A concerned citizen has written to Clifford Carnicom about an experience he had witnessing fibers falling from the sky on November 13. 2005. This person watched as the fibrous material that fell on the ground dissipated, but he was able to collect some of the fibers and put them in a jar. His wife developed a skin rash when she touched some of the fibers and had to be treated by a doctor who couldn’t determine the cause of the rash.
Upon observing them the next day, some two-thirds of the material had disappeared from the jar. This person decided to do some of his own analysis with a microscope, and when he opened the jar, the concentrate from the breakdown of the fibers blew into his face, causing bad burning in his eyes and throat. Once recovered, he was able to take pictures of the material under a microscope, and those pictures are included in this paper.
Clifford Carnicom begins this paper with his thoughts on the results of this citizen's work, stating "This report demonstrates that there are very likely significant health consequences that accompany these atmospheric operations. The report also demonstrates that the United States Environmental Protection Agency has completely failed in its mission to serve the public and to protect the health and welfare of our environment."

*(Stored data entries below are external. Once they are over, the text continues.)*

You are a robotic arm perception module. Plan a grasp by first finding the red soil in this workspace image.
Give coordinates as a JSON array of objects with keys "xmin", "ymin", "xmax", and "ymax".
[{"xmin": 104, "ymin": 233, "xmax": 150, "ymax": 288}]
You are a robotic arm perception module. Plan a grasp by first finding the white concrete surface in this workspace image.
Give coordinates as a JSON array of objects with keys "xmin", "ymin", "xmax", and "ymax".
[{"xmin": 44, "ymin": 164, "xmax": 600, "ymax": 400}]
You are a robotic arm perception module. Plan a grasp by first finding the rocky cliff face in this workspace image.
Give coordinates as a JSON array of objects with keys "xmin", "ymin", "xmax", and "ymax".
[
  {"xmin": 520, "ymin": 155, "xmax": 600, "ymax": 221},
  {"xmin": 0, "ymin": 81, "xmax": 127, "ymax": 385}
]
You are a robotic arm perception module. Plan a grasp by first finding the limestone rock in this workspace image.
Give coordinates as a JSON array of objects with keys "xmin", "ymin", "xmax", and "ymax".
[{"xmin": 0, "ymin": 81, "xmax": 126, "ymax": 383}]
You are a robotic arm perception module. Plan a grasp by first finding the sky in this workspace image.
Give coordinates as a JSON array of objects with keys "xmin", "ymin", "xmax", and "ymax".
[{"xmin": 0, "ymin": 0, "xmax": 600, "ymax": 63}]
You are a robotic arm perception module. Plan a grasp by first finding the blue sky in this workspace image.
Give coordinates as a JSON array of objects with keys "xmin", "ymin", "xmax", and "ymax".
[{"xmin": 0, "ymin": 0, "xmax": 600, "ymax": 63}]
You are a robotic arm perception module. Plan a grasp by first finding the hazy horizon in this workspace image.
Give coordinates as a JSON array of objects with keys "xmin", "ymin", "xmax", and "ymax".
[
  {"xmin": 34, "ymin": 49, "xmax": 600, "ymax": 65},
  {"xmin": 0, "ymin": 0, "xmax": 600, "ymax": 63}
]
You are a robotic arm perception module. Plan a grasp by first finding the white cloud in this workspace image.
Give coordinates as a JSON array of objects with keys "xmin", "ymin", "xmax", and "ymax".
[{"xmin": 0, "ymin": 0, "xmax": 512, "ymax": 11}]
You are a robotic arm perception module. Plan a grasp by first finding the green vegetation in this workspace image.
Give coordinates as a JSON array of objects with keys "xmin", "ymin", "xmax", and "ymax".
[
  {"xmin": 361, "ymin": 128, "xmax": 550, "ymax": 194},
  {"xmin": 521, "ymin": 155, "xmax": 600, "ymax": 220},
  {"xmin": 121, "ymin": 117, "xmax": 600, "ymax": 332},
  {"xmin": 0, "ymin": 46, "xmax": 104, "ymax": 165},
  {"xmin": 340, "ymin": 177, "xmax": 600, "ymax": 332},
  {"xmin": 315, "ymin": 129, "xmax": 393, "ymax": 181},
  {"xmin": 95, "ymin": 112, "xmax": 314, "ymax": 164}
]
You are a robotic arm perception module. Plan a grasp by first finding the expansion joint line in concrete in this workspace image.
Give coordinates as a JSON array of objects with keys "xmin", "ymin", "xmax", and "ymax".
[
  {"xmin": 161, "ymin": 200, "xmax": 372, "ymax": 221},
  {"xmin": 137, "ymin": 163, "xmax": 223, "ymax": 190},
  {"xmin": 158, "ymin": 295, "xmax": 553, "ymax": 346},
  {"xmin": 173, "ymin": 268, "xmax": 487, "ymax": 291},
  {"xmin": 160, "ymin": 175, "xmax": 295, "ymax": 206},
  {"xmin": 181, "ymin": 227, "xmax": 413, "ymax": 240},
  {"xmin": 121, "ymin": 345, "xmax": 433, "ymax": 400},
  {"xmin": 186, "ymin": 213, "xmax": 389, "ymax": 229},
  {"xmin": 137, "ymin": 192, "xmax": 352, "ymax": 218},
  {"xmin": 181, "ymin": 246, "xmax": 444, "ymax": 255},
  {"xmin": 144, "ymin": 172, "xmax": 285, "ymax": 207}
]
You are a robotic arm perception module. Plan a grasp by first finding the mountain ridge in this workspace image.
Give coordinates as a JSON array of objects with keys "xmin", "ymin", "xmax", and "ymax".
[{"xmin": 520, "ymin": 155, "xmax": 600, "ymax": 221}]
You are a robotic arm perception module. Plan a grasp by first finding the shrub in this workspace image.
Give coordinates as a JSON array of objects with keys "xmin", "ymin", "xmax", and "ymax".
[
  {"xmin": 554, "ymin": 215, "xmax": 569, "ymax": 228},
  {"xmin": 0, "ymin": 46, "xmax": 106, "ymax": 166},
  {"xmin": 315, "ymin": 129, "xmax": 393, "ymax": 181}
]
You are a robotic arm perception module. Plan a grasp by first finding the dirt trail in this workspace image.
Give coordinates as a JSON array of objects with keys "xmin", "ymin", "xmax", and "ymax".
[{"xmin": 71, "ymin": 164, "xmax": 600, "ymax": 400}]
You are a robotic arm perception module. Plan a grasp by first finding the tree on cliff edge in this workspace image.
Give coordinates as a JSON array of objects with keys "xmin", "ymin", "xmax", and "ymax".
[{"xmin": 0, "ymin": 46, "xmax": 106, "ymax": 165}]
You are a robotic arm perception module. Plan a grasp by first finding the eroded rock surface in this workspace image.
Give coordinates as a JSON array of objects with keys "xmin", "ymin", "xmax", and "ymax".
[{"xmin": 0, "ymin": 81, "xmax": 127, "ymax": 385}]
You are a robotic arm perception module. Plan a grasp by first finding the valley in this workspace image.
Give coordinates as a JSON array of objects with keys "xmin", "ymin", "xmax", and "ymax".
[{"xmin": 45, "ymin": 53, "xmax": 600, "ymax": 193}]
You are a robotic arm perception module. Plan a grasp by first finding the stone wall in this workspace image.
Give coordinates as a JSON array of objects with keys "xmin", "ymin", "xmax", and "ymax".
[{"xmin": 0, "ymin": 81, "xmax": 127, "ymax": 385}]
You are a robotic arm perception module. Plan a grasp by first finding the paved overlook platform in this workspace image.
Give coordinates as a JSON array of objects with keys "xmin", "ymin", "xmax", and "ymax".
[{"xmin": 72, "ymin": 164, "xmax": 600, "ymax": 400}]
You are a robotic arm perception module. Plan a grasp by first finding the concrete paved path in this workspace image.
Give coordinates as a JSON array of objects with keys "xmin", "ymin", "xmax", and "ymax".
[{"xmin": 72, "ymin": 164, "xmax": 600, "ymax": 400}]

This work contains fiber samples collected and more pictures of fiber samples that were sent to Carnicom from a witness in Joseph, Oregon on October 2, 2000. These samples are identical in both appearance and characteristic to those discussed in previous Carnicom papers. All four samples collected so far have been reviewed under a microscope, and these new samples are identical to those that were sent to the US EPA. These samples have been found to contain significant biological components.